Canecillo de Sta.Mª.de Uncastillo maravillosamente trabajado por Omedes (románico aragonés)


El profesor de Lorenzo aportó además en su conferencia una sorpresa que hizo levantar las orejas al sabueso profesor Olañeta, puesto que mostró un documento de archivo del que se podía deducir nada menos que la posible identidad de los protagonistas del magnífico canecillo de la iglesia de Santa María de Uncastillo, con la barragana sometida por el clérigo mientras sendas fieras (culebra y dragón) los atacan por donde pecan, cuyas fotos exhibidas por Omedes hacen las delicias de investigadores y alumnos. Olañeta ha trabajado con su recién restaurada iconografía.


Pero ese asunto lo dejamos para los sabios y nosotros vamos a realizar también  una propuesta de identificación, pero esta vez en el también famoso capitel de Ochánduri (La Rioja), puesto que el tema del curso se titulaba “El sexo en el arte y la cultura medieval” y aunque se le hizo un merecido traje a la medida por su descaro y oportunismo a la “novelista de moda” de Vitoria, en el curso se pretendía abordar el tema de manera científica y documentada.

Ochánduri

Pues bien; el profesor de Lorenzo nos facilitó previamente no uno sino dos trabajos muy interesantes. En uno de ellos publicado en 2022 (Anuario de Estudios Medievales 52-2) estudiaba las consecuencias económicas para la Iglesia de los hijos de clérigos, ya que muchas veces lo que temían éstos era la pérdida de propiedades de la Iglesia más que la condena del alma del pecador. Humanos somos.
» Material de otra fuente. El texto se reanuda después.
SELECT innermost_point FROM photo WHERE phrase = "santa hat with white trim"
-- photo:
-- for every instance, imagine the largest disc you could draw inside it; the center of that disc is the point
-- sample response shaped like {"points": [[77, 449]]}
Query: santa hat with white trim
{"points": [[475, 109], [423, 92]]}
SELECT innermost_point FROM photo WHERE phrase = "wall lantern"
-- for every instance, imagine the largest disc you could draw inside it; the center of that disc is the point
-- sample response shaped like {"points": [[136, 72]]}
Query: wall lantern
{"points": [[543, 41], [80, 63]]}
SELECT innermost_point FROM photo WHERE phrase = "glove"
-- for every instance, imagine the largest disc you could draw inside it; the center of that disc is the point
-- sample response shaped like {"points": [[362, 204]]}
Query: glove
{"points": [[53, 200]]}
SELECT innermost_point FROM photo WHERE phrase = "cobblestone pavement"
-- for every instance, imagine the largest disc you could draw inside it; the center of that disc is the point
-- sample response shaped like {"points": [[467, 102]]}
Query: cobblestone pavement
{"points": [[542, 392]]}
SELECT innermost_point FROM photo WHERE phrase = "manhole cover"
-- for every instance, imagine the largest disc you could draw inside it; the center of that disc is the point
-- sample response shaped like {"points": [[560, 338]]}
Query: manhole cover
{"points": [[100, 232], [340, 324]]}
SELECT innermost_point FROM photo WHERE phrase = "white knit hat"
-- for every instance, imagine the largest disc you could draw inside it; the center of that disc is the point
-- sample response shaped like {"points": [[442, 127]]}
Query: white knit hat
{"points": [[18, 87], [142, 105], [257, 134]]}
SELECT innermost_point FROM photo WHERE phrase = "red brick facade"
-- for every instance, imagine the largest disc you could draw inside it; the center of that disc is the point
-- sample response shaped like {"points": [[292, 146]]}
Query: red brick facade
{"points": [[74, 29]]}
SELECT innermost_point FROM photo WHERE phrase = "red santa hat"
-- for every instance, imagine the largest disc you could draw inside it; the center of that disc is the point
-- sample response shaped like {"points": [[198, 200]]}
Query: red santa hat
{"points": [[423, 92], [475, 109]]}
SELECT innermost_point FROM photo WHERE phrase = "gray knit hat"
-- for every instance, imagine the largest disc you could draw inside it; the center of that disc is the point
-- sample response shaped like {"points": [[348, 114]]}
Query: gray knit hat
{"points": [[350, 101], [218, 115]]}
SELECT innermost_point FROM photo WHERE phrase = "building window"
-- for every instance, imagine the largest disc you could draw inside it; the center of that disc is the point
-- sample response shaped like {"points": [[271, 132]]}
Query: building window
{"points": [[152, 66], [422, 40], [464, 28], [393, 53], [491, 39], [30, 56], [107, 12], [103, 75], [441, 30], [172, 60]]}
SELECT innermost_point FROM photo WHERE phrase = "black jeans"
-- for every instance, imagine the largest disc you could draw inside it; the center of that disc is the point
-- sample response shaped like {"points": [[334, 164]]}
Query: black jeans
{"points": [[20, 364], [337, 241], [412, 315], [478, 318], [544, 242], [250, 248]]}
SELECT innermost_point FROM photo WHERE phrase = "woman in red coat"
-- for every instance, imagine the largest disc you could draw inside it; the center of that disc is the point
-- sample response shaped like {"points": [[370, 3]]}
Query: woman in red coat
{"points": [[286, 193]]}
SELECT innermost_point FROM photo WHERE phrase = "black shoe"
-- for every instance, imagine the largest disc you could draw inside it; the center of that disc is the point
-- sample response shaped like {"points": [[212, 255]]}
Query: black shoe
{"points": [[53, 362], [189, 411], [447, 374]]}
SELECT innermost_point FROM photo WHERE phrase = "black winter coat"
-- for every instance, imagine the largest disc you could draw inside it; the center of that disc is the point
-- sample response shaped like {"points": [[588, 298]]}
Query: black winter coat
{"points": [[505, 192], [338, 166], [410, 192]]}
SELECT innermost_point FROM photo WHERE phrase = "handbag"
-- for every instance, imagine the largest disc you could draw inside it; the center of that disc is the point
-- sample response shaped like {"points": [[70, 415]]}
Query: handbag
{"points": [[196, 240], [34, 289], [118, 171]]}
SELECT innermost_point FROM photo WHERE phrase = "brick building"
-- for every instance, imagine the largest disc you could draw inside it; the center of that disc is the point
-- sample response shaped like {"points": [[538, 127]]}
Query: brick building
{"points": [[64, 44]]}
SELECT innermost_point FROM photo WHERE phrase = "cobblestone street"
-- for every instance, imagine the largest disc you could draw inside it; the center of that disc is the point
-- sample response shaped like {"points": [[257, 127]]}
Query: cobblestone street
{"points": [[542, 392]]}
Pero el trabajo que nos trae la historia que pretendemos es de un año antes, finales del año 2021: 

“CONCUBARE SINE MEA VOLUMTATE: DENUNCIAS Y PROCESOS POR

VIOLACION EN EL NOROESTE IBERICO (SIGLOS VIII-XII)”

Ediciones Universidad de Salamanca Stud. hist., H.a mediev., 39(2), 2021, pp. 103-130 


En este trabajo, el profesor gallego repasa las frecuentes referencias en sermones y documentos al uso de la violación como arma de guerra en la España medieval (siempre desgraciadamente en vigor en todas las guerras) y la necesidad de acabar con la violencia tribal entre los nobles castellanos. De ese tema y el uso del famoso capitel de la Orestiada de Frómista, (del que hemos propuesto que se debería llamar el capitel de la condena de las venganzas) para intentar promover por parte de los monjes de Cluny la abolición de las venganzas y el fomento de la justicia reglada, hemos escrito mucho en este blog y un artículo que aparece aquí.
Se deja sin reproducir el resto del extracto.